As usual, there's a lot more I could tell you about life in Jakarta. Like batik -  there's so much to say about that ancient and beautiful art form - like how every Friday is Batik Friday! Just like Casual Friday in offices in the West, but in Indonesia you wear a batik shirt on Fridays. And like about how when you get served in a traditional Indonesian restaurant you get a fork and a spoon but no knife. And why, the whole time I was in Indonesia did I never find a pencil harder than 2B? And why, in a city where the temperature is normally 33 degrees and humid, did the mall next door have two stores selling down-filled winter jackets? And what is the fascination with "salted egg (yolk)" flavour? And why does everyone walk so slowly? And why are there A&Ws in Jakarta, but if you go there you can't actually get onion rings or a Teen Burger but you can get a fried egg (salted I'm sure) on top of your side of steamed rice?
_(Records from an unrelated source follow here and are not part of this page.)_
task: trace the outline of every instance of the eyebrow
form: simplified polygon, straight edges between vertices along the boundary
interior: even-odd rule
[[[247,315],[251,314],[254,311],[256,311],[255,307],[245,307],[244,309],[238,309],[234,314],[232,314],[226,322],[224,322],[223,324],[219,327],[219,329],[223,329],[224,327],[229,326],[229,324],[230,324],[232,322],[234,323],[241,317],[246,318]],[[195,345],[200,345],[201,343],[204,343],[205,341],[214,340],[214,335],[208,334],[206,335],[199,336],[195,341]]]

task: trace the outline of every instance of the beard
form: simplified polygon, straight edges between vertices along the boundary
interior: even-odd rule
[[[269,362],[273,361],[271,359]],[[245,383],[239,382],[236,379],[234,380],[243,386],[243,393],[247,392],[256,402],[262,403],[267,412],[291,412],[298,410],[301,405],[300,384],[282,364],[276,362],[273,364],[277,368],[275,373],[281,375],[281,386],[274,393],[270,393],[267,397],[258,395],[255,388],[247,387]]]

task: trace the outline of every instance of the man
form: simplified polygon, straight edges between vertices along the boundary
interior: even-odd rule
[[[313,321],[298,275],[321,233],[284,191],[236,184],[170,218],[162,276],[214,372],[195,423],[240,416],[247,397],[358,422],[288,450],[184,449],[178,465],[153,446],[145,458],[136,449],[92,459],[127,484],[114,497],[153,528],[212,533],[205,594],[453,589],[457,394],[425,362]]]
Yes, there's a lot to say about Indonesia but frankly, I'm pretty much done. It was a long and difficult six months and Jakarta is a hard place to live. The climate, the traffic, the pollution and the chaotic, jumbled and haphazard streets made it a place to be endured rather than enjoyed. That city is tough and I'm ready to be home on my little boat, but not without telling you a few of the amazing things I've been up to here in Sydney, which is many of the things Jakarta is not: clean, open, ordered, temperate, walkable and beautiful.

Then again, the city may not be easy, but the people were amazing.

The Team
For now I'll just be grateful to these lovely people for getting us through some very long days and for smiling the whole time. Thank you Props People!